The Law and Business of Social Media
October 16, 2014 - Litigation

New York Family Court Magistrate Allows Unprecedented Service of Process via Facebook; Will Others Follow?

New York Family Court Magistrate Allows Unprecedented Service of Process via Facebook; Will Others Follow?

In a little-noticed decision, Matter of Noel v. Maria, Support Magistrate Gregory L. Gliedman—a Staten Island, New York family court official—recently permitted a father seeking to modify his child support payments to serve process on the child’s mother by sending her a digital copy of the summons and petition through her Facebook account.

Magistrate Gliedman’s decision struck us at Socially Aware—where we follow such developments closely—as a groundbreaking move. We are unaware of any published U.S. court opinion permitting a plaintiff to serve process on a domestic, U.S.-based defendant through a Facebook account.

As we addressed in a 2012 Socially Aware blog post, in Fortunato v. Chase Bank a federal district court in Manhattan held that Chase Bank could not rely on Facebook to serve a third-party defendant.

While the same federal district court subsequently allowed the FTC to serve defendants through Facebook in FTC v. PCCare247, the service at issue in that case concerned documents other than the summons and complaint, and the defendants were two India-based entities and three India-based individuals who had already appeared through counsel and shown themselves to be on notice of the lawsuit.

Other cases authorizing service via social media have been similarly limited in scope. For example, in WhosHere v. Orun, the U.S. District Court for the Eastern District of Virginia allowed service via social media on a defendant who allegedly resided in Turkey. In Mpafe v. Mpafe, a Minnesota family court authorized the service of divorce proceedings on a defendant by “Facebook, Myspace or any other social networking site” where the defendant was believed to have left the country.

Further, the court in FTC v. PCCare247 permitted Facebook service only as a backstop to service by regular email, and specified that Facebook service alone might not satisfy due process because—as the court understood it—“anyone can make a Facebook profile using real, fake, or incomplete information, and thus, there is no way for the Court to confirm whether the [party] the investigator found is in fact the third-party Defendant to be served.”

Of course, Facebook has been well known for requiring use of one’s real name in opening a Facebook account. And although Facebook recently modified its real-name policy to accommodate stage names, Facebook remains strongly opposed to fake accounts. That being said, Facebook has acknowledged that many unauthorized accounts exist on its platform.

Moreover, with over 1.5 billion users, it’s not uncommon for people sharing the same or similar names to be mistaken for one another on Facebook; if you can accidentally send a friend request to a stranger who happens to share a name with a childhood classmate, could you end up serving process on the wrong person via a Facebook message?

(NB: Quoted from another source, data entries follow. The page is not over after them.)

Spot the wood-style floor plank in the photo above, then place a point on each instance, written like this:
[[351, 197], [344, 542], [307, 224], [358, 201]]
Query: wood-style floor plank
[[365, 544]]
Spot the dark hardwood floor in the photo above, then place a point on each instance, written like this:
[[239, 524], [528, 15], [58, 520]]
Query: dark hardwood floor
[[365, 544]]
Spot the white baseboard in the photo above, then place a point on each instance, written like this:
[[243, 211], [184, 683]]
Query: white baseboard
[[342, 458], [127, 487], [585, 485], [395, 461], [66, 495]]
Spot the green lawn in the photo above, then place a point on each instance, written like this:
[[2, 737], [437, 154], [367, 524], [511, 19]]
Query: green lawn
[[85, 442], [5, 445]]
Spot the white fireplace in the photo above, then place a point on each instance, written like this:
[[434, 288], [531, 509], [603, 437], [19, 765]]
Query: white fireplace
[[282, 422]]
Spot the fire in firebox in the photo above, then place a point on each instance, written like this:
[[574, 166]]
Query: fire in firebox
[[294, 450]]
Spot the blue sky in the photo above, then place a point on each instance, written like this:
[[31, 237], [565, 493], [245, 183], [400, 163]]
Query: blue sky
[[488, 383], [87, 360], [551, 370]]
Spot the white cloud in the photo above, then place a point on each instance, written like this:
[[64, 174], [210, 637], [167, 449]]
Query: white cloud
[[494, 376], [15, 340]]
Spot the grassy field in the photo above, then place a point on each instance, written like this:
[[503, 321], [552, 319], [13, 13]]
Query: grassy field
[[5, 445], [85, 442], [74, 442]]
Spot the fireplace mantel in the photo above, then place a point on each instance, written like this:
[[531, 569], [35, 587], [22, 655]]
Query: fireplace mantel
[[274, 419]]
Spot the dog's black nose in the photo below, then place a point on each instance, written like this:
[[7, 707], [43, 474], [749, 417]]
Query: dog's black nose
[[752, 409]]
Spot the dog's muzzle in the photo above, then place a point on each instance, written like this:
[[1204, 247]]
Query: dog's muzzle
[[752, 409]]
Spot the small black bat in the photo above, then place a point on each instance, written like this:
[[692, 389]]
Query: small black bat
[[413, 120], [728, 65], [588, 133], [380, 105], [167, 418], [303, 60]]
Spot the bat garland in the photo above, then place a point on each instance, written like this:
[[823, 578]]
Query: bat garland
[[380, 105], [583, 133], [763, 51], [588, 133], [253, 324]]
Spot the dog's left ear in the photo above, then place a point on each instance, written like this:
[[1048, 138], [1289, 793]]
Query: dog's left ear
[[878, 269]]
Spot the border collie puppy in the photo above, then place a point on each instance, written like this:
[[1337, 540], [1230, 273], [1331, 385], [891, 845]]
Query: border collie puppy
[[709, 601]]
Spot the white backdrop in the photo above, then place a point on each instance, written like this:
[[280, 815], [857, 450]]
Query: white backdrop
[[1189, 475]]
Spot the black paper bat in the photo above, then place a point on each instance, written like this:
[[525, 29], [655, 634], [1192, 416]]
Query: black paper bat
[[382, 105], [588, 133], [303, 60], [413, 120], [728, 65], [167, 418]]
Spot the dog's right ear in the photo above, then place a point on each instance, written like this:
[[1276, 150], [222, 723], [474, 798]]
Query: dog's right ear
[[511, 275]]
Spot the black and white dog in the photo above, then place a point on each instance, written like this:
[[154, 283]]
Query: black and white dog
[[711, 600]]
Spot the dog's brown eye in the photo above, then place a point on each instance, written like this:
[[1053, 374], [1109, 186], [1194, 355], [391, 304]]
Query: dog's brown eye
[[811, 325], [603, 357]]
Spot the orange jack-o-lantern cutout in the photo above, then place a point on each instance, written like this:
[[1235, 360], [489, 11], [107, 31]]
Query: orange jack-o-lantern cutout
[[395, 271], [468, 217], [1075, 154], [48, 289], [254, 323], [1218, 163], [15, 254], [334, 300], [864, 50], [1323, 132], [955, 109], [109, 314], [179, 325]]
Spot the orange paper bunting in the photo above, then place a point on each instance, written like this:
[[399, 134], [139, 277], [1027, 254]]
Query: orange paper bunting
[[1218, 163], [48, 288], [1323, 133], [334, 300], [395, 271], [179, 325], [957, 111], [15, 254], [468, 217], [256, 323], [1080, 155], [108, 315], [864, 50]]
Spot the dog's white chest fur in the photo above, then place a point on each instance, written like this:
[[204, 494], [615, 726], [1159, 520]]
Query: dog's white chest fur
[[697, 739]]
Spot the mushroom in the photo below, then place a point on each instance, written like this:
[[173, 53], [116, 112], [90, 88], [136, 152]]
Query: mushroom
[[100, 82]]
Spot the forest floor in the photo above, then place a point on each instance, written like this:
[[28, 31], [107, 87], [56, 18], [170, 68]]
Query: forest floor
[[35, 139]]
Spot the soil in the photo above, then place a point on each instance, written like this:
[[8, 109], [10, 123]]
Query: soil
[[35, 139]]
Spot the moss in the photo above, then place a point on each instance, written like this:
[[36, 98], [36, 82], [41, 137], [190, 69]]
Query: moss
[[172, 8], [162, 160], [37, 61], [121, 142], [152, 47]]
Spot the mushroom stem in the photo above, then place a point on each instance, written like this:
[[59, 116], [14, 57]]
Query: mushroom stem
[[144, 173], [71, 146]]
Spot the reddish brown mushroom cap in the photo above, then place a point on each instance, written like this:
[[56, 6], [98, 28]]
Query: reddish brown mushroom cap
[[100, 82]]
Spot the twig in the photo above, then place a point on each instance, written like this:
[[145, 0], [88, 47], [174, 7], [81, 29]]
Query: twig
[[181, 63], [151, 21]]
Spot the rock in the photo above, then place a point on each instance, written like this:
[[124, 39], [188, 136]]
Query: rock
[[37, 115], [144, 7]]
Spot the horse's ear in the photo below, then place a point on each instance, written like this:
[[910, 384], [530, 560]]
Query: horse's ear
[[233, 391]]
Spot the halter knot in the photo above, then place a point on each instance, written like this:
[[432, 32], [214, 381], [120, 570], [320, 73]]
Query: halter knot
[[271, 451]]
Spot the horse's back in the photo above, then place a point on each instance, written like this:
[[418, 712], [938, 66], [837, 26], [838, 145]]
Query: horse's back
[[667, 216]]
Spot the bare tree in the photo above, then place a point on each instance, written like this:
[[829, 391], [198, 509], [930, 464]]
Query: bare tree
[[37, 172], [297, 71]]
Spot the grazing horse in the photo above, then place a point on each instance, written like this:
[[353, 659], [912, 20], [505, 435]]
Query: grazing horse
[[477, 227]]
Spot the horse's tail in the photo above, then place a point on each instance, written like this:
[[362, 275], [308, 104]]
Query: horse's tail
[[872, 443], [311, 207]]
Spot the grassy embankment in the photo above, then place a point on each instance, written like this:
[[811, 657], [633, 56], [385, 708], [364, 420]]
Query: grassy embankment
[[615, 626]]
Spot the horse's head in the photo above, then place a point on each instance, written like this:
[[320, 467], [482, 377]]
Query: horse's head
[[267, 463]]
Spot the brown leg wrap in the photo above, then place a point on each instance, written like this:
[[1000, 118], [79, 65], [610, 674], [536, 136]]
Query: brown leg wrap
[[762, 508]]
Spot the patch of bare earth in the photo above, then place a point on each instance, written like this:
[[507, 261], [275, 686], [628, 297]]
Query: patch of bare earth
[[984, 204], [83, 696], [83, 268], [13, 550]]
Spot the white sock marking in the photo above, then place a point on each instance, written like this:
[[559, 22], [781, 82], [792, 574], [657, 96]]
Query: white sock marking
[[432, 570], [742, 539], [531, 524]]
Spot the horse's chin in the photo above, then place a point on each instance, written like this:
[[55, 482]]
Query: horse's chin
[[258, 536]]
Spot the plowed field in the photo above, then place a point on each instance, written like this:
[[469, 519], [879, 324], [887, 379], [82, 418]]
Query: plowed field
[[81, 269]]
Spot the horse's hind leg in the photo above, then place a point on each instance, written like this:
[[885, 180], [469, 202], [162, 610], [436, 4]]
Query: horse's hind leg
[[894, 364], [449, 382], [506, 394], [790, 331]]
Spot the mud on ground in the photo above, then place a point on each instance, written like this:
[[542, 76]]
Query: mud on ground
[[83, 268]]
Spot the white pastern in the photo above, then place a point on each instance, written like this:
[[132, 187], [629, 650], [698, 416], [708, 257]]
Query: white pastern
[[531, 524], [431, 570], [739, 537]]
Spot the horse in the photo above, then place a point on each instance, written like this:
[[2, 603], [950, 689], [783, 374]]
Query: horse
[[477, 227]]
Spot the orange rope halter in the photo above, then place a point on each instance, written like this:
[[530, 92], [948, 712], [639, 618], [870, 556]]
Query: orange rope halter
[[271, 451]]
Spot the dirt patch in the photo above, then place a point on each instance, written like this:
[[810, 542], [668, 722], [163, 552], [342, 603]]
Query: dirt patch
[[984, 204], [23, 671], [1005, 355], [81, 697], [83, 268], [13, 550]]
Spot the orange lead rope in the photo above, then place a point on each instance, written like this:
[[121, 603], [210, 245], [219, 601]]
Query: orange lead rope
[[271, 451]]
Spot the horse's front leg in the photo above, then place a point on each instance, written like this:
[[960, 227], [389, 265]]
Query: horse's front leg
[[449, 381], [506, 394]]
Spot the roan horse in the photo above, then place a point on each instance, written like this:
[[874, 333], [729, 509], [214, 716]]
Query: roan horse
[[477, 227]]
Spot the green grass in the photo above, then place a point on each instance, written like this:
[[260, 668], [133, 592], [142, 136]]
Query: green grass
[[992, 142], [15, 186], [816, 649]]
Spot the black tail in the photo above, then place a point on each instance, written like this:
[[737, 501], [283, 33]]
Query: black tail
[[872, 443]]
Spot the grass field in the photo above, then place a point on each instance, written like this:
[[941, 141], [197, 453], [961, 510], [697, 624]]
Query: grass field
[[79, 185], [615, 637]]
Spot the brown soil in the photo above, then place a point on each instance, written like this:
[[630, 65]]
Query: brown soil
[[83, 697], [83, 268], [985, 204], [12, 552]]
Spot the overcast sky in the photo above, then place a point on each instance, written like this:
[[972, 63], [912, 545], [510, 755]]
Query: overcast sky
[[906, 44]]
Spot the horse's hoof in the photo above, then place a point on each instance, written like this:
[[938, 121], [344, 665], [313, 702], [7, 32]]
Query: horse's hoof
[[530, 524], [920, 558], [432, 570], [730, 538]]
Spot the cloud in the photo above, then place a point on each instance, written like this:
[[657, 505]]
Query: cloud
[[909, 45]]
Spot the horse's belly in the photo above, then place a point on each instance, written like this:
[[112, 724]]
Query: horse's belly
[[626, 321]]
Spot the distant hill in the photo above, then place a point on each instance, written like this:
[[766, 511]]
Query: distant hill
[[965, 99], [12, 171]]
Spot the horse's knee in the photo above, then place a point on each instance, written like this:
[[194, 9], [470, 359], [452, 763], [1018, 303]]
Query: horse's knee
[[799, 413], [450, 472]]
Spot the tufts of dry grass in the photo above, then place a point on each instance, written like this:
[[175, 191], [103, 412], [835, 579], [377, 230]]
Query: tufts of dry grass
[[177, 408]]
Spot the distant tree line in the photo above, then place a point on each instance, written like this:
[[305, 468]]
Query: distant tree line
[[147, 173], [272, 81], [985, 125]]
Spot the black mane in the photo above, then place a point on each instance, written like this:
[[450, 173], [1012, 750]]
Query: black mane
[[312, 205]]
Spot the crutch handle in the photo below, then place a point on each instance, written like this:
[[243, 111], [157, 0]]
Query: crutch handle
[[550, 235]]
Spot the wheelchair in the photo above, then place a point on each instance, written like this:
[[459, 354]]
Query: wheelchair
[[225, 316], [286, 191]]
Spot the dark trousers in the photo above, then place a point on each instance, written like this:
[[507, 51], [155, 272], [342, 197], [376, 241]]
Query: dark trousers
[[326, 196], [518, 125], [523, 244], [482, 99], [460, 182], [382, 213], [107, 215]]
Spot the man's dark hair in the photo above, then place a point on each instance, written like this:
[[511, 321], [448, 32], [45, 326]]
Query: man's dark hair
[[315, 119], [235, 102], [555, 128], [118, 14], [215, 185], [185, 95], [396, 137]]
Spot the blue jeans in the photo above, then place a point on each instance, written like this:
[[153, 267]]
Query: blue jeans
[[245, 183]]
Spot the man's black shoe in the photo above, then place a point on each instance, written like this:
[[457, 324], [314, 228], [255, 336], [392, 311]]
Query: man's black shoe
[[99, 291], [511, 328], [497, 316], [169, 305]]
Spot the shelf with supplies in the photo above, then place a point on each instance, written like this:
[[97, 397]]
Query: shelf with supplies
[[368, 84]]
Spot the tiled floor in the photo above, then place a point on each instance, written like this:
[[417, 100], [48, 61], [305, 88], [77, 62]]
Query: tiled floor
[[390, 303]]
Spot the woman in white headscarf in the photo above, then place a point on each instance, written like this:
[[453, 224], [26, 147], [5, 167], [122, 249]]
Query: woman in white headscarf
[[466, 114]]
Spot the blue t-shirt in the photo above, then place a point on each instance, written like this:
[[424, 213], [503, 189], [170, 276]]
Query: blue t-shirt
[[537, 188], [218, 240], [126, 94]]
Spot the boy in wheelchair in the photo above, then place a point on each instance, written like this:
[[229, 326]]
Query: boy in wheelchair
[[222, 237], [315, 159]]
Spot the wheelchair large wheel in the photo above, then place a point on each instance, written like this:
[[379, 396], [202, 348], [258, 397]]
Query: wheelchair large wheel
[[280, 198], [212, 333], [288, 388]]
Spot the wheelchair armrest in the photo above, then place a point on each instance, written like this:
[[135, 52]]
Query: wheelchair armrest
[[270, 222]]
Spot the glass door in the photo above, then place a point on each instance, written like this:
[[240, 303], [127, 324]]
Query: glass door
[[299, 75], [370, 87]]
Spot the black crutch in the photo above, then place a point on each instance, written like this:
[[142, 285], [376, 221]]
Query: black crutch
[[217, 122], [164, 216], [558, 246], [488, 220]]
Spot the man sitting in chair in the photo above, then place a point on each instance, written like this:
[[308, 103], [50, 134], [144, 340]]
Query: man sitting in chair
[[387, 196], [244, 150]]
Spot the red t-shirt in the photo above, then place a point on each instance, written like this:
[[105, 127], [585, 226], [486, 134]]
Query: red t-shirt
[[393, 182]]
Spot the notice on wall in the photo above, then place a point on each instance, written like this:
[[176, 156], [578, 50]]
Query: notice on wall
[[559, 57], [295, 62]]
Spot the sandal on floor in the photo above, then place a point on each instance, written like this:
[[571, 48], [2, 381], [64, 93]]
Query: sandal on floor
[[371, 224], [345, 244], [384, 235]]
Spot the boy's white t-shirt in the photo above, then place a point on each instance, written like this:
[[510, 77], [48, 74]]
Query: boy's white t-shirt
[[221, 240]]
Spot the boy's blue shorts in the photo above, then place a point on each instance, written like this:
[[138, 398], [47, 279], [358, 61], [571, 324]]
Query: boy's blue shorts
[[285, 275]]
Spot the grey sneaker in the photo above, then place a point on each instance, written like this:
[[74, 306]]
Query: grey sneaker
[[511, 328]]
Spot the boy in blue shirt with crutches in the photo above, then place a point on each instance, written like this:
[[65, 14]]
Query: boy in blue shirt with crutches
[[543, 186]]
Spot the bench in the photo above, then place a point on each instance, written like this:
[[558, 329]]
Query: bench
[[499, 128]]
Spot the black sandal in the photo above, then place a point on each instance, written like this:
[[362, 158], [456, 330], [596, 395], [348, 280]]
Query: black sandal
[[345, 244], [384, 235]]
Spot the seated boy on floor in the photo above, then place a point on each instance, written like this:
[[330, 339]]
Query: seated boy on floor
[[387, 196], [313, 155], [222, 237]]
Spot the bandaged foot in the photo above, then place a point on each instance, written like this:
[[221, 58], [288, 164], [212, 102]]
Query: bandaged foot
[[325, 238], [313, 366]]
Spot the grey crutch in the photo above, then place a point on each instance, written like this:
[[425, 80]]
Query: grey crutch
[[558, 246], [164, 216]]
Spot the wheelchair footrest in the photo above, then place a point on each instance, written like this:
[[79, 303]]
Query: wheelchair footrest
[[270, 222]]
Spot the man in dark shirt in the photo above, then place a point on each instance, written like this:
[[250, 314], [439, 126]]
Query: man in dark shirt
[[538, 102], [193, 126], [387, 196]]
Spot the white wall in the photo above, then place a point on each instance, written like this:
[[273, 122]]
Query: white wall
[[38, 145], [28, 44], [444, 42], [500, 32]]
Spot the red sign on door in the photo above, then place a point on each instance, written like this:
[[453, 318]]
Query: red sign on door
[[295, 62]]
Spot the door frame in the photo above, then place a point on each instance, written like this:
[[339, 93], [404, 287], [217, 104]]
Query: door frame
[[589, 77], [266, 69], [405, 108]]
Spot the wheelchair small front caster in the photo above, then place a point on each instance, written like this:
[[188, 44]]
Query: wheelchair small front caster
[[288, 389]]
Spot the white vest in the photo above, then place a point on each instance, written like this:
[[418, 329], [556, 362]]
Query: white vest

And although a 2013 study revealed that smartphone users access their Facebook accounts an average of 14 times a day (!), might there be people out there who have a Facebook account but rarely if ever check it? Of course, this particular concern may be overcome by showing that a defendant is actively using his or her Facebook account; indeed, in Matter of Noel v. Maria, the father presented evidence that the mother had recently “liked” photos posted to another Facebook page, indicating that the mother was in fact an active Facebook user.

In any event, Magistrate Gliedman’s decision represents a significant milestone, and deserves greater attention and discussion. As Facebook and other social media practices become ever more deeply integrated into our lives, expect to see other judges and magistrates exploring—and perhaps even expanding—the circumstances under which service of process via a social media channel is deemed appropriate.